When the '70s gave way to the singer-songwriter and a demand for "authenticity", the jobs dried up, but for a while, these guys worked day-and-night, day-after-day, for big, big bucks. Even at high prices, the fact they could knock out a perfect track in one take made it economical to use them—and you got a better product—than a bunch of kids struggling for a hundred takes to get something usable out.

Much fun. The kids, who know almost nothing about this enjoyed it.

On the scale:

1. Good subject. If not staggeringly important, interesting and inspiring in its way, and chock full of great stories. I mean, you could probably get enough great stories out of a couple of dozen musicians who'd worked professionally for three decades.

2. Technique. Good, simple, respectful. The editing is reasonably tight, though the whole thing is rather unfocused. If I had to guess, I'd bet there's just a ton of material here, and this is almost a highlight reel.

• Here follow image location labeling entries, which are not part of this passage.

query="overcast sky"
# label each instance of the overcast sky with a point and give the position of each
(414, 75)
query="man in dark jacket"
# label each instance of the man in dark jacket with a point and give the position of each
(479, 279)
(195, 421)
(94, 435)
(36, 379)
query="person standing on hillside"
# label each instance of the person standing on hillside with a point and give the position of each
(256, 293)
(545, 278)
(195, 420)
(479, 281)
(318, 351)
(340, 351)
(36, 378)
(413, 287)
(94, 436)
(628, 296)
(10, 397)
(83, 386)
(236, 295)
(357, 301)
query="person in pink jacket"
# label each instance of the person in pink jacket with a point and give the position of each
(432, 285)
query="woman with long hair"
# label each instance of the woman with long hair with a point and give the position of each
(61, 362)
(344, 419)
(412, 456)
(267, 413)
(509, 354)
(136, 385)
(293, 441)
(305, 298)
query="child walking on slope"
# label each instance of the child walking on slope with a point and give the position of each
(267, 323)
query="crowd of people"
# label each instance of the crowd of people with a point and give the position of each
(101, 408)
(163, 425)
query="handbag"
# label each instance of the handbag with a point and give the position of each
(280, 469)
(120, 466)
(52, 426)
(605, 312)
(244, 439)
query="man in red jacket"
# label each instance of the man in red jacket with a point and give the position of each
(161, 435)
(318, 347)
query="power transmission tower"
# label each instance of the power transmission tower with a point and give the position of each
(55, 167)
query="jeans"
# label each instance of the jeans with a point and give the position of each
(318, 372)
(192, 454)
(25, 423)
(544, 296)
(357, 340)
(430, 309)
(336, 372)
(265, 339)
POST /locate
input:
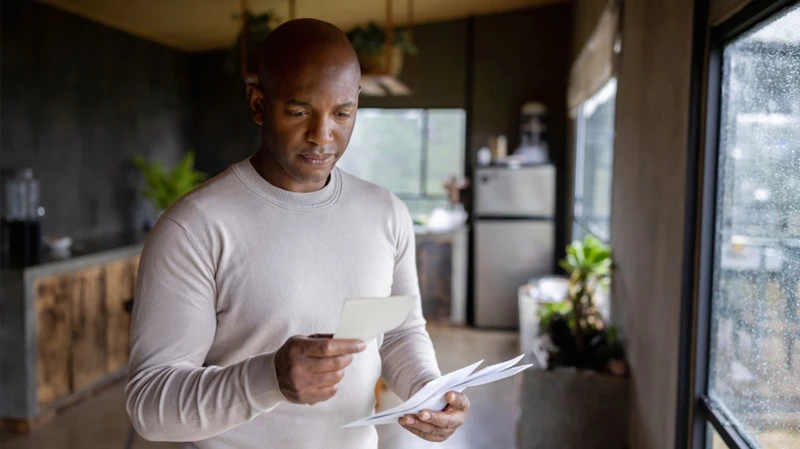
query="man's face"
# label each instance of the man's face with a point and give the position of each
(308, 119)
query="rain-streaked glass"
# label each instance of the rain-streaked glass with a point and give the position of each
(755, 334)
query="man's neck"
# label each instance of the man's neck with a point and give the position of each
(269, 169)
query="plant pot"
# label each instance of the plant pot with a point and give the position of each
(573, 409)
(374, 62)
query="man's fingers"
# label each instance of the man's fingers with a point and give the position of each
(447, 420)
(427, 429)
(327, 364)
(331, 347)
(457, 401)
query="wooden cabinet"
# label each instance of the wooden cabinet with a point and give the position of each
(82, 328)
(120, 280)
(53, 335)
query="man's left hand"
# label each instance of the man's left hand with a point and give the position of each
(438, 426)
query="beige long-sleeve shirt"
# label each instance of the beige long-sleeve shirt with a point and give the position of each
(234, 269)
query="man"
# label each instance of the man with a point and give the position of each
(241, 280)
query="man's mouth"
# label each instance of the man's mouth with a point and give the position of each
(320, 160)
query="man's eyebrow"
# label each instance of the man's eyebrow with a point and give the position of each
(298, 103)
(308, 105)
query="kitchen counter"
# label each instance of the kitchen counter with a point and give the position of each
(82, 254)
(64, 326)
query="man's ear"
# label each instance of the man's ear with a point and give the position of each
(255, 96)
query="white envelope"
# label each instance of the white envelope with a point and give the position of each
(367, 318)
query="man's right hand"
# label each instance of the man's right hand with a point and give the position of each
(310, 368)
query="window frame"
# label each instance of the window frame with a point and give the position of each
(704, 409)
(424, 195)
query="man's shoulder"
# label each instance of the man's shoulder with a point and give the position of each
(213, 197)
(369, 194)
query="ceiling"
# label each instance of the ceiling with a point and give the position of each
(201, 25)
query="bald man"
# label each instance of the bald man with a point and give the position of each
(242, 280)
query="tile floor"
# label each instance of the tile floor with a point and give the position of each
(101, 421)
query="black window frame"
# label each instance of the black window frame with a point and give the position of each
(423, 194)
(704, 410)
(579, 152)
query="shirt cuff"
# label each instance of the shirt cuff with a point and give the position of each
(261, 382)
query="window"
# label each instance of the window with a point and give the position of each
(751, 360)
(594, 155)
(411, 152)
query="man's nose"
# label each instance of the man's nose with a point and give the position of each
(320, 131)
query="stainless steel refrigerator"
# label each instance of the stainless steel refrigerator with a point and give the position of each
(514, 238)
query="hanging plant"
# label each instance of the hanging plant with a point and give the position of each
(370, 45)
(258, 28)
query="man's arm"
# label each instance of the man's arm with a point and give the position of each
(409, 360)
(171, 396)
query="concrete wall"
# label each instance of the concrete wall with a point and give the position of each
(647, 225)
(79, 100)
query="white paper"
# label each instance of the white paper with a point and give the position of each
(367, 318)
(432, 395)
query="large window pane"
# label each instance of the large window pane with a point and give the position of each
(755, 341)
(594, 159)
(445, 147)
(386, 148)
(411, 152)
(714, 441)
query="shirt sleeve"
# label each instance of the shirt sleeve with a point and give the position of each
(171, 395)
(409, 360)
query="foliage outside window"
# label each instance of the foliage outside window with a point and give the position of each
(594, 155)
(411, 152)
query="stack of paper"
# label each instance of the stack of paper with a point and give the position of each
(432, 395)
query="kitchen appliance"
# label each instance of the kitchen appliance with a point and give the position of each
(20, 223)
(514, 237)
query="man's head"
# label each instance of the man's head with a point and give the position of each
(306, 100)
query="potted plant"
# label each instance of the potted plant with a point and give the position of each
(370, 45)
(580, 399)
(165, 187)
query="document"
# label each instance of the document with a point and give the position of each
(367, 318)
(432, 395)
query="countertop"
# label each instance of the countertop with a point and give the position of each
(82, 254)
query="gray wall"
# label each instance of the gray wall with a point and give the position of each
(78, 101)
(649, 194)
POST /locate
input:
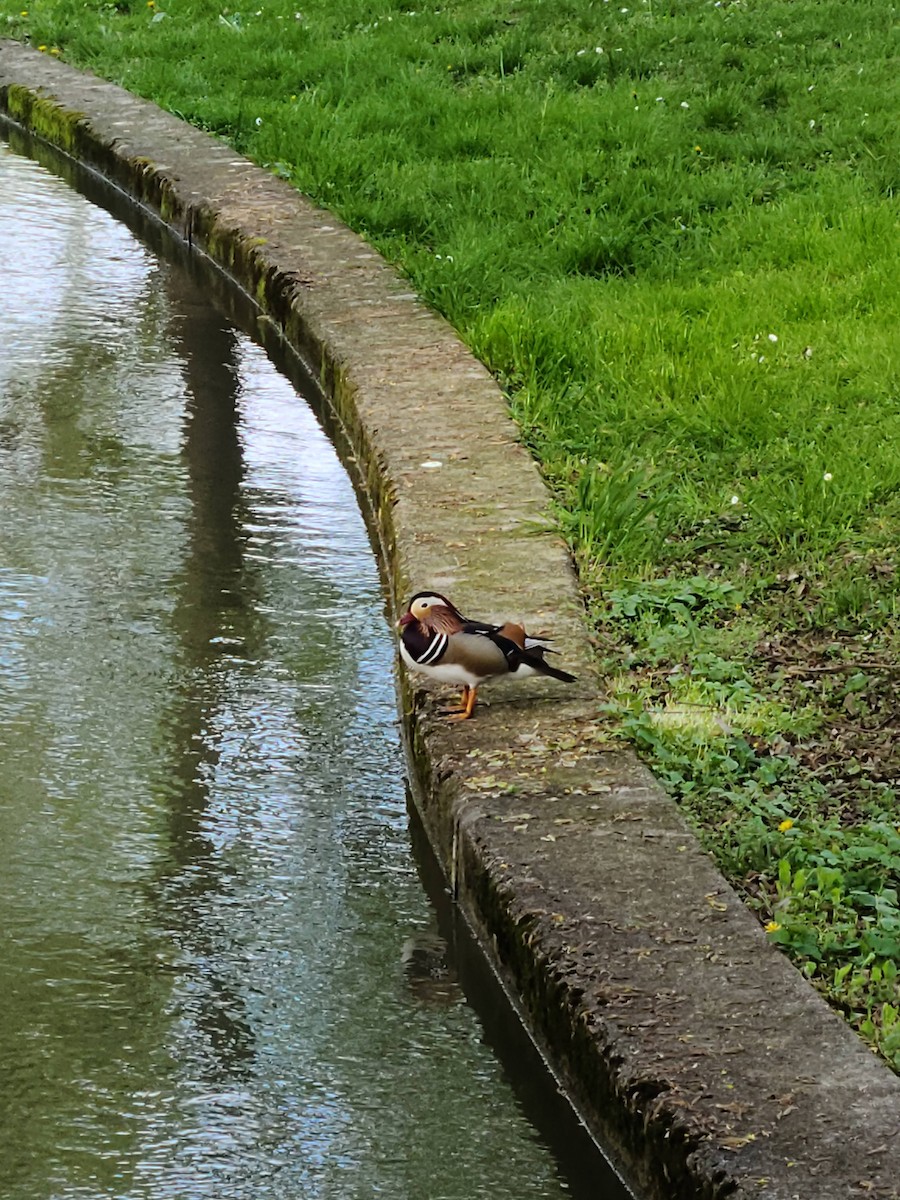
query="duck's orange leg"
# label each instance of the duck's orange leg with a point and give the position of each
(460, 706)
(468, 706)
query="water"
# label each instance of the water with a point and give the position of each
(221, 977)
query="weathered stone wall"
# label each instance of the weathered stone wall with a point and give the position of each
(696, 1053)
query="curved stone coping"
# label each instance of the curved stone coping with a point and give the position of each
(696, 1053)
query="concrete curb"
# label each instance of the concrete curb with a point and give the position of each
(699, 1056)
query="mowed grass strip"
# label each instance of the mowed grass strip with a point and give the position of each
(671, 231)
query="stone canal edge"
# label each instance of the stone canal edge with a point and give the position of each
(697, 1055)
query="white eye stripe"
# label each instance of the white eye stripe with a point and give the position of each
(433, 651)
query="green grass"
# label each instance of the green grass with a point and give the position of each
(671, 231)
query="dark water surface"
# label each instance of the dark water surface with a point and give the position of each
(209, 911)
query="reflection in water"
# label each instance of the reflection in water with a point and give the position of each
(221, 976)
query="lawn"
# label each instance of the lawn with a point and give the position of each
(671, 231)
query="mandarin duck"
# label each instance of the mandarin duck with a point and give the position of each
(439, 642)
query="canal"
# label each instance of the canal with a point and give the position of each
(222, 977)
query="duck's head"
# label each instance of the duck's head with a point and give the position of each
(433, 611)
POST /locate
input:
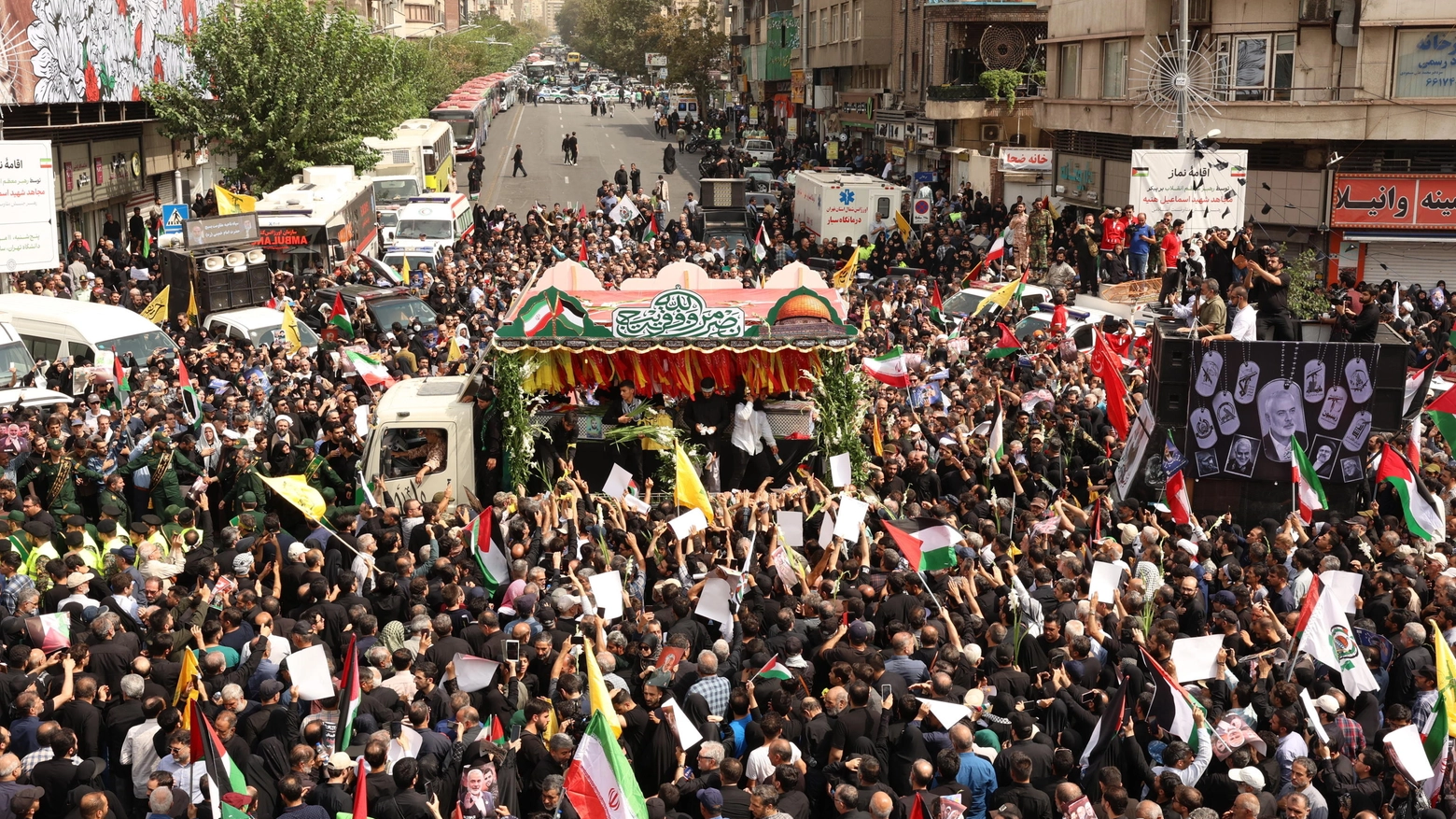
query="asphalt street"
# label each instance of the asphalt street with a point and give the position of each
(603, 145)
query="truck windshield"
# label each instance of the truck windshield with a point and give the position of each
(427, 228)
(387, 191)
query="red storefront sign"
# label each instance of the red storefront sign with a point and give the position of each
(1390, 200)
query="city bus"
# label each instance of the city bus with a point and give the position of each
(469, 119)
(423, 148)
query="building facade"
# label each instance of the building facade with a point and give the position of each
(1344, 106)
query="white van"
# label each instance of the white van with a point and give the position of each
(56, 328)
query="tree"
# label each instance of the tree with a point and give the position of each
(694, 44)
(287, 85)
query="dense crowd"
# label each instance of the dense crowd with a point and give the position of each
(979, 689)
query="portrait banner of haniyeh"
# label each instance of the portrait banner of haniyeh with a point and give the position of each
(1251, 402)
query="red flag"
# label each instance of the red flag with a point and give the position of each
(1108, 366)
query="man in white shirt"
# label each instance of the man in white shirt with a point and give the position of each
(1240, 322)
(138, 748)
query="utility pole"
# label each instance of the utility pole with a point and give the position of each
(1181, 79)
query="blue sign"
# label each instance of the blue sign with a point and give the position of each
(172, 219)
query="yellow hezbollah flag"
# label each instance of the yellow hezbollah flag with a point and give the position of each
(185, 689)
(298, 491)
(1001, 298)
(597, 689)
(290, 330)
(845, 275)
(156, 309)
(229, 203)
(688, 488)
(1445, 678)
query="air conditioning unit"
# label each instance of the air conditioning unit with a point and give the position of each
(1313, 10)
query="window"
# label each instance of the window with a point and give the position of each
(1283, 66)
(1069, 72)
(1424, 63)
(1251, 57)
(408, 450)
(1114, 69)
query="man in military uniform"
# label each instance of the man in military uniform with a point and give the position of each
(56, 478)
(161, 460)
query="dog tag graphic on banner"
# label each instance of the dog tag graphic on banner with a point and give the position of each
(1357, 374)
(1203, 431)
(1334, 408)
(1313, 381)
(1248, 384)
(1226, 413)
(1359, 429)
(1209, 374)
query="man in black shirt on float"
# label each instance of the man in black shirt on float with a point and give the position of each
(1268, 290)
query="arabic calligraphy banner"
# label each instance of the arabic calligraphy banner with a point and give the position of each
(1251, 401)
(1393, 200)
(1204, 191)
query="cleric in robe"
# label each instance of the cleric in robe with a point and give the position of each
(1281, 420)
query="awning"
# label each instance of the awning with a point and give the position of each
(1398, 236)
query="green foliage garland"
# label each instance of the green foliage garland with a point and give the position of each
(840, 395)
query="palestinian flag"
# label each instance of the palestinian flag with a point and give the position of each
(1310, 491)
(350, 697)
(49, 633)
(1008, 345)
(1172, 707)
(189, 401)
(928, 544)
(338, 322)
(1421, 515)
(889, 369)
(371, 369)
(1101, 748)
(775, 670)
(489, 556)
(221, 771)
(1443, 414)
(122, 392)
(494, 732)
(600, 782)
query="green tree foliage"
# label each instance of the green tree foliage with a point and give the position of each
(694, 44)
(287, 85)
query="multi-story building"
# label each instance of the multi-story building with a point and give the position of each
(1346, 108)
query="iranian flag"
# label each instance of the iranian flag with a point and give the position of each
(189, 402)
(488, 553)
(1443, 414)
(889, 369)
(1310, 491)
(350, 697)
(371, 369)
(223, 774)
(774, 670)
(928, 544)
(49, 633)
(1421, 516)
(600, 782)
(340, 318)
(1008, 345)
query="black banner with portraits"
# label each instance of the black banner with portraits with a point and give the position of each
(1250, 401)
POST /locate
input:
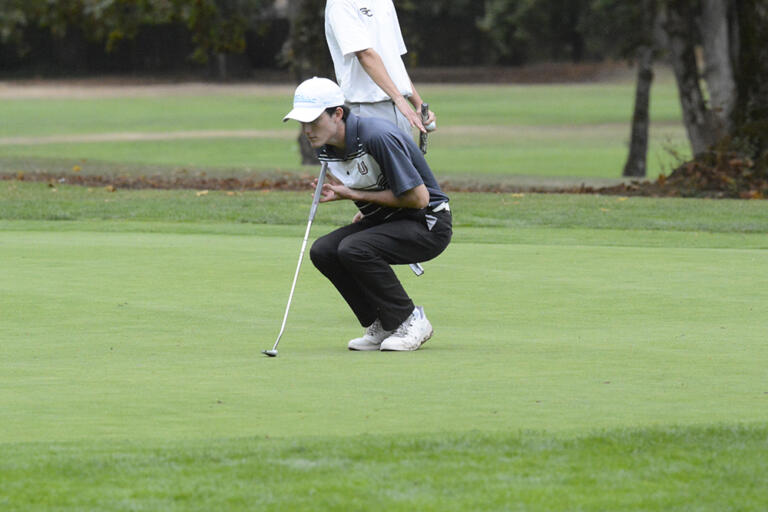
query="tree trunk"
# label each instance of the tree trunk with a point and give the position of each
(638, 145)
(681, 32)
(750, 114)
(718, 70)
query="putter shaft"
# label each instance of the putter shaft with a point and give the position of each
(312, 211)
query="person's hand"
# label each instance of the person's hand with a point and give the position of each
(431, 118)
(331, 192)
(411, 115)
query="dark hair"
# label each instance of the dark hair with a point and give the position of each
(332, 110)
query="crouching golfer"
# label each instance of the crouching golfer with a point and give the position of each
(403, 215)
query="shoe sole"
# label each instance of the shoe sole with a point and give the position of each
(410, 350)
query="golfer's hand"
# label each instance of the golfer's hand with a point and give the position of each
(431, 118)
(331, 192)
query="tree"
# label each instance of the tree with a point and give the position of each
(217, 27)
(725, 101)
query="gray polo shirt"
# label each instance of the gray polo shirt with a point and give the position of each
(380, 156)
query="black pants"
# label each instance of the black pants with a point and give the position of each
(357, 258)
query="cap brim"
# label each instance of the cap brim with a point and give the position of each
(304, 115)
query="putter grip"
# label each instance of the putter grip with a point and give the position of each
(318, 191)
(423, 136)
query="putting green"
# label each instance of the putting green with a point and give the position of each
(123, 335)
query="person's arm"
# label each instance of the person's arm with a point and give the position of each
(371, 62)
(416, 198)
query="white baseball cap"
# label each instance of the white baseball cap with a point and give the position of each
(312, 97)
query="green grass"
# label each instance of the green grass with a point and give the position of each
(657, 469)
(591, 353)
(486, 132)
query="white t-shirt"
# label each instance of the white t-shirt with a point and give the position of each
(355, 25)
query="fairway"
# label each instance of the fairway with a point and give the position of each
(591, 353)
(486, 133)
(157, 336)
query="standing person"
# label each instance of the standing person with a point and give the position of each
(366, 46)
(403, 215)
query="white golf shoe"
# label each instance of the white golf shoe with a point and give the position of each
(371, 340)
(411, 334)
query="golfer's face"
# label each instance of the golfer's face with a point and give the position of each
(319, 131)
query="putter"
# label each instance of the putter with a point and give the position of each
(423, 136)
(312, 211)
(416, 267)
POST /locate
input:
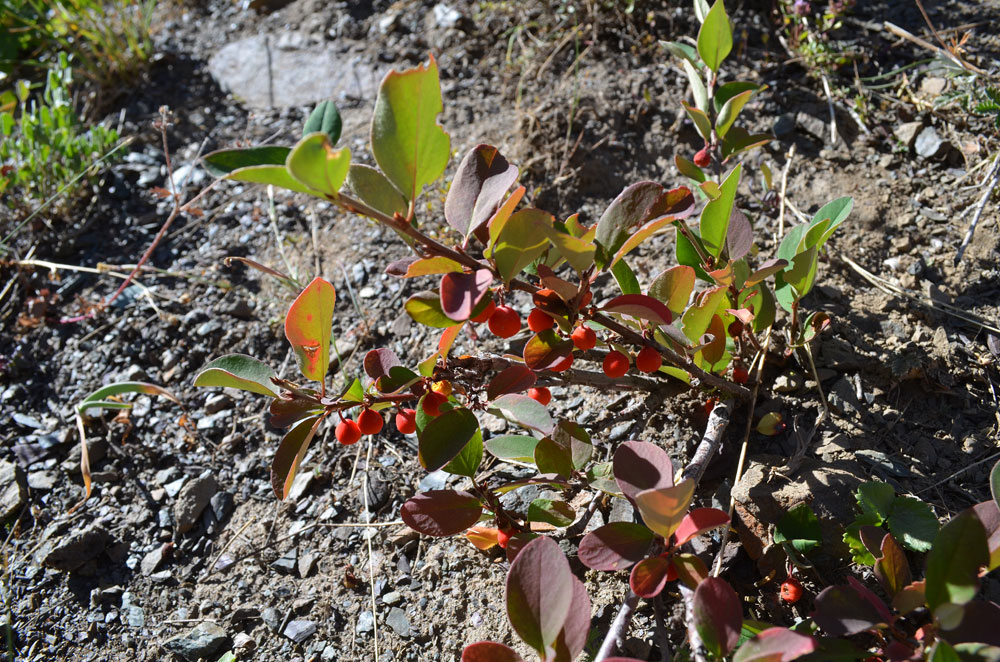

3. Slant. The director is Danny Tedesco, son of one of the crew, Tommy Tedesco, who managed to find a balance between work and life, if the stories are to be believed. We get different life stories from different musicians, naturally reflecting a variety of career arcs and outcomes. So, no hard-hitting journalism, and maybe a bit of hagiography, but that doesn't particularly matter here.

So, yeah, unfocused, as I mentioned, and The Kids (and a bunch of other people I talked to about it) agreed about that, but also that it was fun enough on its own for that not to be too bad a thing. Definitely worth checking out.

Time-wise, it's interesting to note that some of the interviews here are quite old: I kept saying "Oh, that guy's dead" and "that guy has Alzheimer's now" and so on. Apparently, the movie was held in limbo while Tedesco struggled...to get all the rights to the music.

Which is how screwed up copyright is right now: A documentary using tiny snippets of 30-60 year old songs can be held up for a decade.

Fun correlation: The real people here are featured prominently in the Brian Wilson biopic Love and Mercy.